しかしながら,前記のとおり,引用例には,搬送チャンバとは無関係に,「ハンドがアーム部に対して昇降する機能や,アーム部及びハンド全体が昇降する機能」を有する構成が開示されている以上,ハンドを大きなストロークで上下移動する構成を採用することについて,阻害事由があるということはできない。
また,前記(1)ウのとおり,全方向にわたって死角をなくす点が解決課題として引用例に記載されているものではないし,当該機能を実現するために,当業者が当然にテレスコピック型を採用するとまでいうこともできない。
したがって,被告の前記主張は,いずれも採用することができない。
イ 上下に相対向して設けられた二組のアームを採用することについて
二組のアーム部及びハンド部を支持部材を介してコラム型の移動装置と組み合わせる場合,上下二組のアーム部及びハンド部の配置としては,それらの支持部材に対して,上側と上側,下側と下側,上側と下側,下側と上側の4とおりの配置が想定できるところ,引用例において,上下二組のアーム部及びハンド部を相対向するように設けることが開示されているから,引用発明において,コラム型を採用する際,上下二組のアーム部及びハンド部をそれらの支持部材に対して下側と上側に配置することは,当業者が容易に想到し得るものということができる。
ウ 以上のとおり,本件審決の相違点1に係る判断は誤りであるところ,本件審決は,その余の相違点に係る各構成が当業者にとって容易に想到し得たか否かについて審理を尽くしていない。

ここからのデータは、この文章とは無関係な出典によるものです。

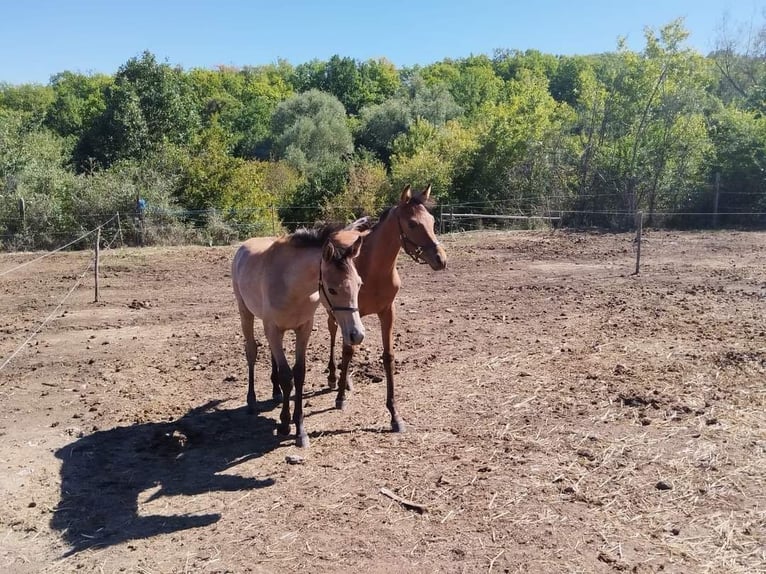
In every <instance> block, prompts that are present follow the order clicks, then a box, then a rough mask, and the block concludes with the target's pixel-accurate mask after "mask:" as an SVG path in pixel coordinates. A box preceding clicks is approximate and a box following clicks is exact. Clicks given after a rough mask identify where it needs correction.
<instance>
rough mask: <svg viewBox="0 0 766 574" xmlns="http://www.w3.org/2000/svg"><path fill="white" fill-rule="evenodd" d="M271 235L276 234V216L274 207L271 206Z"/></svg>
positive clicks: (276, 228)
mask: <svg viewBox="0 0 766 574" xmlns="http://www.w3.org/2000/svg"><path fill="white" fill-rule="evenodd" d="M271 234H272V235H276V234H277V214H276V210H275V209H274V206H273V205H272V206H271Z"/></svg>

したがって,その余の相違点に係る各構成の容易想到性について更に審理を尽くさせるために,本件審決を取り消すのが相当である。
4 本件発明2ないし8の容易想到性に係る判断について
本件審決は,本件発明1が引用発明及び周知技術に基づいて当業者が容易に発明することができたとはいえない以上,本件発明1に従属し,その発明特定事項を全て含む本件発明2ないし8も,同様の理由により,当業者が容易に発明をすることができたものということはできないとするが,前記3のとおり,その前提自体が誤りである以上,本件審決の本件発明2ないし8の容易想到性に係る判断を直ちに是認することはできない。
5 結論
以上の次第であるから,本件審決は取消しを免れないものである。